Kendari – Ketimpangan antara kekayaan tambang dan kemiskinan fiskal di Sulawesi Tenggara (Sultra) akhirnya mencuat ke permukaan. Dalam forum Musyawarah Daerah (Musda) Partai Golkar Sultra, Minggu (2/11), Menteri Energi dan Sumber Daya Mineral (ESDM) Bahlil Lahadalia berjanji akan menuntaskan tunggakan dana hasil tambang yang nilainya ditaksir mencapai Rp3 triliun.
Janji itu dilontarkan Bahlil di hadapan Gubernur Sultra, Andi Sumangerukka, usai mendengar langsung keluhan tajam sang gubernur tentang ketimpangan antara potensi tambang dan kecilnya dana bagi hasil yang diterima daerah.

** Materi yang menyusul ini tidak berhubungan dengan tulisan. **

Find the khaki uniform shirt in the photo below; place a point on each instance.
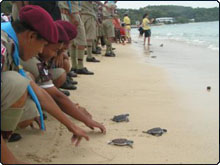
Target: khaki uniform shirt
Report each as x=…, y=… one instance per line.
x=7, y=48
x=107, y=13
x=40, y=71
x=87, y=8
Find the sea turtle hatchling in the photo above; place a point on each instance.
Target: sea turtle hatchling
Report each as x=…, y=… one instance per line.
x=121, y=118
x=156, y=131
x=122, y=142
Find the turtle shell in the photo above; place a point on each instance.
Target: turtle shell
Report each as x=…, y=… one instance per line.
x=122, y=142
x=121, y=118
x=156, y=131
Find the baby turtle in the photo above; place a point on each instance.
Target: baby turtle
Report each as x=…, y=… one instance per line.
x=156, y=131
x=153, y=56
x=121, y=118
x=208, y=88
x=122, y=142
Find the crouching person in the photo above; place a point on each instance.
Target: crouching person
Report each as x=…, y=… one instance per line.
x=25, y=39
x=39, y=68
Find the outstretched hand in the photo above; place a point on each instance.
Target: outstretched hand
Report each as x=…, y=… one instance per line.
x=78, y=134
x=93, y=124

“Kondisi finansial Provinsi Sulawesi Tenggara ini sangat memprihatinkan. Sulawesi Tenggara berada pada urutan kedua dari belakang dalam penerimaan pendapatan asli daerah. Ironis sekali. Padahal, ada 96 IUP di Sultra dan 90 juta metrik ton setiap tahun diambil dari sini,” tegas Andi Sumangerukka di forum yang juga dihadiri sejumlah kepala daerah, kader partai, serta pejabat kementerian.

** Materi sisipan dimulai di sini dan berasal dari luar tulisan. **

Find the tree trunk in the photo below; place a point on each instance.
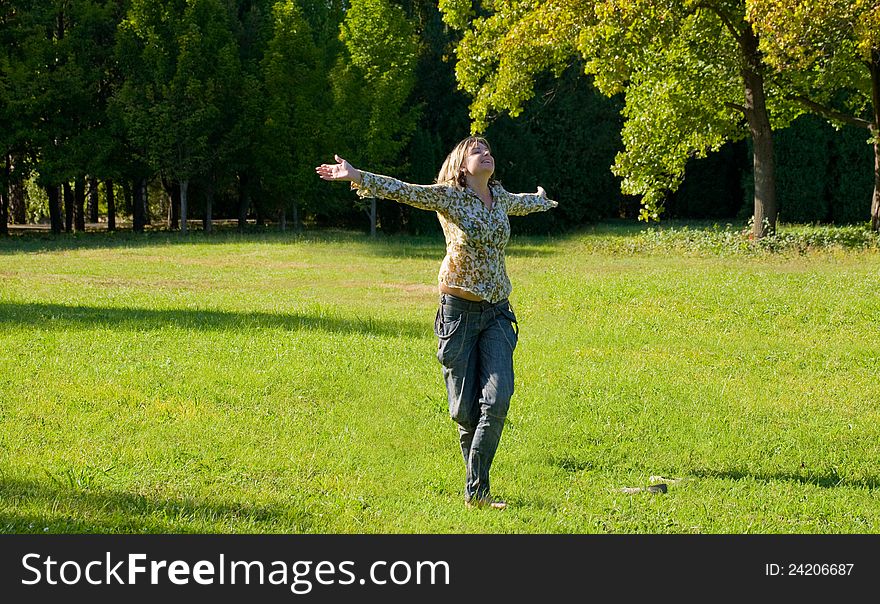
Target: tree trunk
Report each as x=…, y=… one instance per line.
x=173, y=191
x=138, y=206
x=207, y=223
x=875, y=131
x=68, y=207
x=54, y=193
x=148, y=219
x=5, y=195
x=79, y=210
x=244, y=200
x=126, y=195
x=762, y=138
x=111, y=206
x=93, y=200
x=17, y=195
x=184, y=187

Andi membeberkan bahwa dari 96 izin usaha pertambangan (IUP) yang aktif, Sultra hanya menerima sekitar Rp833 miliar dana bagi hasil. Padahal, jika potensi produksi 90 juta metrik ton dikalikan dengan nilai pasar, keuntungan dari hasil tambang itu bisa menembus lebih dari Rp100 triliun.
“Kami hanya mendapat dana bagi hasil sekitar Rp833 miliar. Padahal, dari 90 juta metrik ton dikali 30 juta saja sudah Rp57 triliun. Belum lagi feronikel 3,5 juta ton, kalau dikalikan harga di London Metal 15.900 dolar AS per ton, potensi keuntungan bisa mencapai Rp50 triliun. Artinya, Sultra menyumbang lebih dari Rp100 triliun,” jelasnya.
Namun, di tengah limpahan kekayaan sumber daya alam itu, kas daerah justru menipis. Dana transfer dari pusat bahkan masih menyisakan tunggakan tahun 2023 senilai Rp39 miliar.
“Kami sudah datang ke mana-mana, dan bahkan terakhir kami datang ke Kementerian Keuangan dan menanyakan untuk dana transfer saja,” ujar Andi.
Ia juga mengungkap lemahnya posisi pemerintah daerah dalam menagih kewajiban perusahaan tambang. Ada tiga sektor kontribusi yang seharusnya masuk ke daerah: bahan bakar, air permukaan, dan kendaraan berpelat lokal.
“Kalau semua membayar, kami bisa dapat Rp1 triliun. Tapi kenyataannya, apa kekuatan saya untuk memaksa mereka membayar? Karena kewenangan kami tidak ada,” ucapnya getir.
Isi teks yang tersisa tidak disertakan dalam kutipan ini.